« Personne ne m’avait dit que c’était un métier aussi dangereux », a plaisanté Donald Trump seulement quelques heures après la tentative d’assassinat lors du dîner annuel des correspondants de la Maison-Blanche, le samedi 25 avril. Une soirée réunissant politiques, journalistes et personnalités de Washington, à laquelle le président américain assistait pour la première fois. Au cours du dîner, Cole Tomas Allen, un homme de 31 ans, a forcé un contrôle de sécurité et tiré plusieurs coups de feu, entraînant l’évacuation de l’assemblée, dont Donald Trump, la première dame Melania Trump et le vice-président JD Vance.
Quatre tentatives visant Donald Trump
Retour en 2016. Pas encore élu, Donald Trump organise un rassemblement à Las Vegas. Dans la foule, Michael Sandford, un jeune Britannique de 19 ans, tente de désarmer un policier et d’abattre le républicain. Maîtrisé avant de passer à l’acte, il avouera avoir prévu de tuer le candidat « depuis un an ».
Huit ans plus tard, le 13 juillet 2024, lors d’un meeting à Butler, en Pennsylvanie, des coups de feu retentissent. Donald Trump est touché à l’oreille droite. Thomas Matthew Crooks, 20 ans, avait préparé son attaque, survolant la zone avec un drone. L’attaque cause la mort d’un spectateur et blesse grièvement deux autres personnes, avant que l’assaillant ne soit abattu.

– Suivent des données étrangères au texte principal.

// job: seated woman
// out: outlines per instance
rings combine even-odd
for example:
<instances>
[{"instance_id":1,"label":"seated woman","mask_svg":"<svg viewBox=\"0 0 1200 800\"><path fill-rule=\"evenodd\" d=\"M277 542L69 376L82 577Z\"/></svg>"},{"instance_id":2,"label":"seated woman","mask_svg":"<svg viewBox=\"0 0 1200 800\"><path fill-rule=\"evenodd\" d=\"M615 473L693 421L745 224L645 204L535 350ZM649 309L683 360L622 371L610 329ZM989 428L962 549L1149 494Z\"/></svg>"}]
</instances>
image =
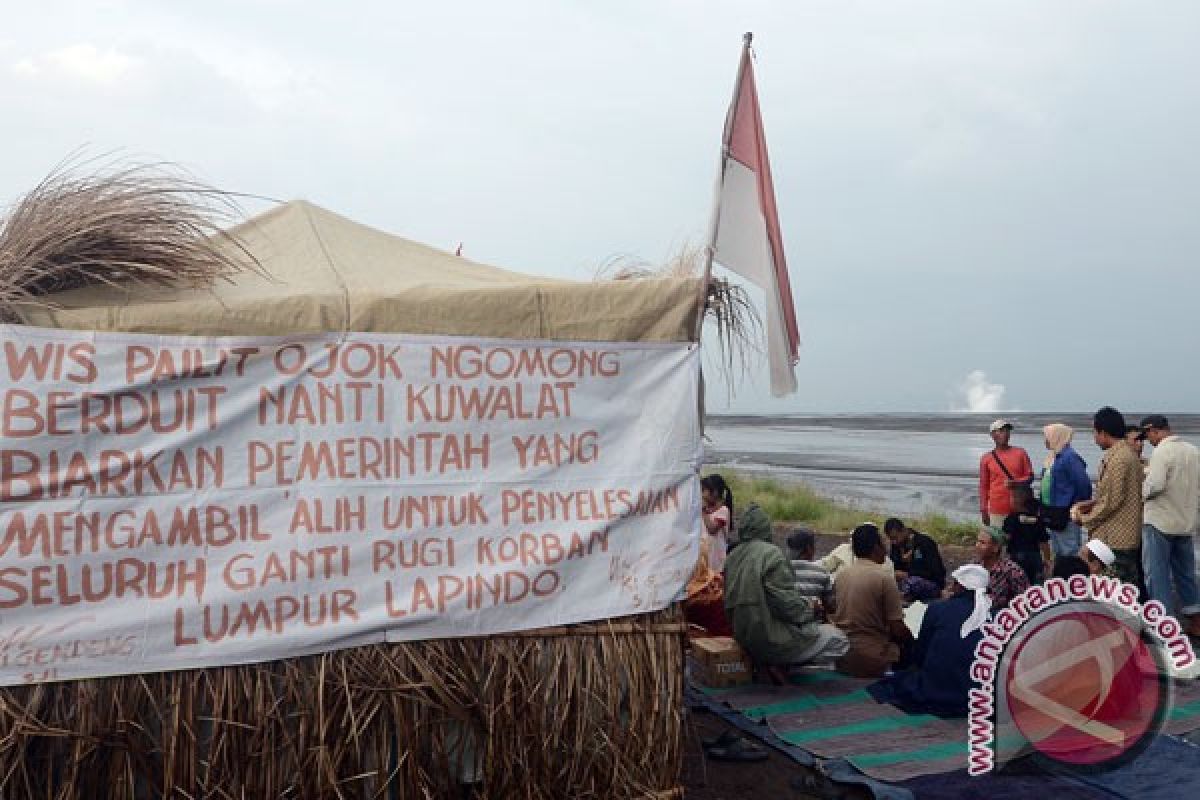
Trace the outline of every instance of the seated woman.
<instances>
[{"instance_id":1,"label":"seated woman","mask_svg":"<svg viewBox=\"0 0 1200 800\"><path fill-rule=\"evenodd\" d=\"M871 684L871 696L910 714L965 717L975 646L992 607L987 585L988 571L978 564L956 569L950 596L925 611L913 668Z\"/></svg>"},{"instance_id":2,"label":"seated woman","mask_svg":"<svg viewBox=\"0 0 1200 800\"><path fill-rule=\"evenodd\" d=\"M1004 555L1008 537L999 528L980 529L975 539L975 553L979 563L988 571L988 594L992 597L992 611L1008 608L1012 599L1029 588L1029 578L1017 562Z\"/></svg>"}]
</instances>

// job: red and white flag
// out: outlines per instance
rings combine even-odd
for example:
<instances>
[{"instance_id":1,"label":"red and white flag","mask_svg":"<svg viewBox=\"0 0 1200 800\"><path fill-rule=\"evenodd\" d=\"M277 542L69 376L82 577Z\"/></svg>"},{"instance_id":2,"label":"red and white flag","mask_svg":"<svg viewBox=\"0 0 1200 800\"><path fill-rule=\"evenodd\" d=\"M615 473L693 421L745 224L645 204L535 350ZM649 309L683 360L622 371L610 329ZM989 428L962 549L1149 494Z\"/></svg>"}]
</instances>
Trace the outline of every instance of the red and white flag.
<instances>
[{"instance_id":1,"label":"red and white flag","mask_svg":"<svg viewBox=\"0 0 1200 800\"><path fill-rule=\"evenodd\" d=\"M767 360L771 394L796 391L800 350L796 309L788 280L771 162L754 86L750 35L746 34L733 104L725 118L725 139L714 212L712 256L766 293Z\"/></svg>"}]
</instances>

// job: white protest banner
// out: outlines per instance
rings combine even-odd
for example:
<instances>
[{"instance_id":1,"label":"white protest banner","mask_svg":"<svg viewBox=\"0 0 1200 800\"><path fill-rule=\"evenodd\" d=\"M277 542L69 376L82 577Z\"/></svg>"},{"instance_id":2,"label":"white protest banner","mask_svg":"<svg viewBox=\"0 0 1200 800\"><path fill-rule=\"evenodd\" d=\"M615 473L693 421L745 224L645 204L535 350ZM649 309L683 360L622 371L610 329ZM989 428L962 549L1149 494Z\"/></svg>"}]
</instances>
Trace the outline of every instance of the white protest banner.
<instances>
[{"instance_id":1,"label":"white protest banner","mask_svg":"<svg viewBox=\"0 0 1200 800\"><path fill-rule=\"evenodd\" d=\"M0 336L0 685L647 612L695 564L695 345Z\"/></svg>"}]
</instances>

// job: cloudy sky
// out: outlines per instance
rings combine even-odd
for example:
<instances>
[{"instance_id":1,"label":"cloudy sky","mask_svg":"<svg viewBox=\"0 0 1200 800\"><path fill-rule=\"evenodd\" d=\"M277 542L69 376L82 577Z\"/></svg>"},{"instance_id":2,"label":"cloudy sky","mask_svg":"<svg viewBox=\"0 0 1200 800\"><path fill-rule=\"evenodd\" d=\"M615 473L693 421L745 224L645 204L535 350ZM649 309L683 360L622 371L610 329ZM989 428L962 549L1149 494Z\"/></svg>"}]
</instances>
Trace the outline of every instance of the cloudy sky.
<instances>
[{"instance_id":1,"label":"cloudy sky","mask_svg":"<svg viewBox=\"0 0 1200 800\"><path fill-rule=\"evenodd\" d=\"M120 150L587 278L703 240L746 30L804 347L733 409L1200 407L1193 2L19 4L0 197Z\"/></svg>"}]
</instances>

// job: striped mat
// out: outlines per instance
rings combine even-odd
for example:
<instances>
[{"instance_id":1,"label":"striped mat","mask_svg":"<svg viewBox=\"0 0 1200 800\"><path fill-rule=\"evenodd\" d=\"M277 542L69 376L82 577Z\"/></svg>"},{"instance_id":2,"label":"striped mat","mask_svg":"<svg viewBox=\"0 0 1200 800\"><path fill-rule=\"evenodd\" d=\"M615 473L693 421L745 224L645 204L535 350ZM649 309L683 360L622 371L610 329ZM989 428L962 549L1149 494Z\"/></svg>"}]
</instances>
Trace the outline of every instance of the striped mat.
<instances>
[{"instance_id":1,"label":"striped mat","mask_svg":"<svg viewBox=\"0 0 1200 800\"><path fill-rule=\"evenodd\" d=\"M706 689L714 700L768 725L780 739L820 758L843 758L866 775L896 783L967 766L967 721L907 714L876 703L871 681L808 672L792 686ZM1165 732L1200 729L1200 681L1177 684Z\"/></svg>"}]
</instances>

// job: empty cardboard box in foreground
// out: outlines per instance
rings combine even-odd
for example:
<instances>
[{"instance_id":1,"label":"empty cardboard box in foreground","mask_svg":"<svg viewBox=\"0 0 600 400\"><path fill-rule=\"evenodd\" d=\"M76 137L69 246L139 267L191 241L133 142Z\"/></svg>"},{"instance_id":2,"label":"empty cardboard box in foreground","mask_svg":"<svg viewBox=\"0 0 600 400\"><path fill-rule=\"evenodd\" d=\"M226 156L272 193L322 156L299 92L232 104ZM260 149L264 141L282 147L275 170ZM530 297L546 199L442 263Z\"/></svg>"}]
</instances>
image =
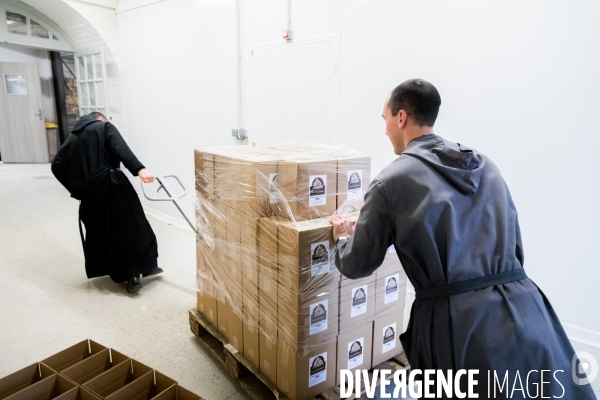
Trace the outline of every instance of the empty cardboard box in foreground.
<instances>
[{"instance_id":1,"label":"empty cardboard box in foreground","mask_svg":"<svg viewBox=\"0 0 600 400\"><path fill-rule=\"evenodd\" d=\"M0 379L1 400L203 400L168 376L84 340Z\"/></svg>"}]
</instances>

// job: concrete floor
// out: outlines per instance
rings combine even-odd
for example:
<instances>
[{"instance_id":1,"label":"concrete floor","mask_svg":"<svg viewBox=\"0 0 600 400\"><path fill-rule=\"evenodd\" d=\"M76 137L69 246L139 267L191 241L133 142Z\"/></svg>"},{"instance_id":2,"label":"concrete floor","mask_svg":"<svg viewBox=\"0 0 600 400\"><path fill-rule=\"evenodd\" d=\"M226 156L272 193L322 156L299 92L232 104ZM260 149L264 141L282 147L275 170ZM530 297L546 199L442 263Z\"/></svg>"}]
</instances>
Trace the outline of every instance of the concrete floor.
<instances>
[{"instance_id":1,"label":"concrete floor","mask_svg":"<svg viewBox=\"0 0 600 400\"><path fill-rule=\"evenodd\" d=\"M78 206L50 165L0 163L0 377L90 338L207 400L246 398L189 328L194 234L149 217L165 273L130 295L86 278Z\"/></svg>"},{"instance_id":2,"label":"concrete floor","mask_svg":"<svg viewBox=\"0 0 600 400\"><path fill-rule=\"evenodd\" d=\"M48 164L0 163L0 377L90 338L207 400L246 398L189 329L194 234L149 217L165 274L130 295L110 278L86 278L78 205ZM599 348L573 346L600 362ZM600 397L600 377L593 386Z\"/></svg>"}]
</instances>

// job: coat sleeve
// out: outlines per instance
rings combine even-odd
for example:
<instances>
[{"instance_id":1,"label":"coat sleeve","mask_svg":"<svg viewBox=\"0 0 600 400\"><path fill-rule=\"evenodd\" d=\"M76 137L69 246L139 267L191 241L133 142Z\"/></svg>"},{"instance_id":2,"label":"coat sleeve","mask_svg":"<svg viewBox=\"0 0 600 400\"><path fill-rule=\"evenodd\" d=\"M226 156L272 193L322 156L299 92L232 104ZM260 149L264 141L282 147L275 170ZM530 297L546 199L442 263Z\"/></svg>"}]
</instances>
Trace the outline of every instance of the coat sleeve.
<instances>
[{"instance_id":1,"label":"coat sleeve","mask_svg":"<svg viewBox=\"0 0 600 400\"><path fill-rule=\"evenodd\" d=\"M365 195L354 235L338 243L335 264L347 278L369 276L383 263L393 243L390 206L383 182L374 180Z\"/></svg>"},{"instance_id":2,"label":"coat sleeve","mask_svg":"<svg viewBox=\"0 0 600 400\"><path fill-rule=\"evenodd\" d=\"M144 165L137 159L133 151L129 148L119 130L110 122L107 122L104 126L104 133L106 135L106 141L113 152L117 156L120 162L125 165L125 168L131 172L133 176L137 176L141 169L144 169Z\"/></svg>"},{"instance_id":3,"label":"coat sleeve","mask_svg":"<svg viewBox=\"0 0 600 400\"><path fill-rule=\"evenodd\" d=\"M65 189L69 191L69 193L71 193L71 189L69 188L69 180L67 179L65 165L63 164L60 150L56 152L56 156L54 156L54 160L52 160L52 165L50 168L54 177L65 187Z\"/></svg>"}]
</instances>

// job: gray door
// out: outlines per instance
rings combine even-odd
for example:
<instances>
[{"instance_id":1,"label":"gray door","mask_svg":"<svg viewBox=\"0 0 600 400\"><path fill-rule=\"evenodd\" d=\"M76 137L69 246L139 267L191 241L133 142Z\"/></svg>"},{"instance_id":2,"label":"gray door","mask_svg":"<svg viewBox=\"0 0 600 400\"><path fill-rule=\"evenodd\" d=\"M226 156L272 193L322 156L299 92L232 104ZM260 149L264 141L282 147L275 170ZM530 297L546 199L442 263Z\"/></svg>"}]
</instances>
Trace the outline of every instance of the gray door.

Deux mois plus tard, le 15 septembre 2024, le milliardaire est de nouveau pris pour cible à West Palm Beach, en Floride, en pleine partie de golf. Ryan Routh, 58 ans, armé d’un fusil d’assaut, est repéré par un agent du Secret Service, ouvre le feu et prend la fuite avant d’être interpellé.
Une fois revenu à la Maison-Blanche, le 47e président est visé par une nouvelle tentative d’assassinat... alors qu’il n’est pas présent. Dans la nuit du 22 février 2026, Austin Tucker Martin pénètre dans Mar-a-Lago armé d’un bidon d’essence et d’un pistolet. Il est abattu sur place. Donald Trump se trouve à Washington.
À ces tentatives s’ajoutent d’autres menaces : volonté de renverser la limousine présidentielle en 2017, lettre contenant de la ricine en 2020.
Quatre présidents tués durant leur mandat
Le premier président assassiné est Abraham Lincoln en 1865, abattu d’une balle dans la nuque alors qu’il assistait à une pièce de théâtre à Washington. John Wilkes Booth, sudiste opposé à l’abolition de l’esclavage, espérait que la mort du président permettrait aux Confédérés de gagner la guerre.
John Fitzgerald Kennedy est abattu le 22 novembre 1963 à Dallas. Lee Harvey Oswald, présenté comme le coupable, est lui-même assassiné deux jours plus tard. La mort de JFK continue de susciter des théories.
James A. Garfield est assassiné en 1881 dans une gare de Washington par un avocat dont l’irresponsabilité mentale a été débattue. William McKinley est tué par un anarchiste en 1901 à Buffalo.
Des anciens présidents pris pour cibles
La première tentative d’assassinat vise Andrew Jackson en 1835. Ses deux pistolets s’enrayent. L’attaquant, Richard Lawrence, persuadé d’être le roi Richard III, est reconnu pénalement irresponsable.
Theodore Roosevelt, en 1912, est touché par une balle ralentie par son étui à lunettes et le texte de son discours. Il poursuit son intervention pendant plus d’une heure avant d’être hospitalisé.
Franklin D. Roosevelt est visé par plus de cinq coups de feu en 1933 par un anarchiste qui rate sa cible. Cinq personnes sont touchées, dont le maire de Chicago, qui meurt.
Gerald Ford est victime de deux tentatives en 1975. La première, par Lynette Fromme, membre de la secte de Charles Manson, échoue car l’arme ne fonctionne pas. Dix-sept jours plus tard, Sara Jane Moore tire deux fois sans succès.
En mars 1981, Ronald Reagan est touché à la sortie du Hilton de Washington. L’agresseur, atteint de troubles mentaux, espérait séduire Jodie Foster. Reagan survit malgré un poumon perforé.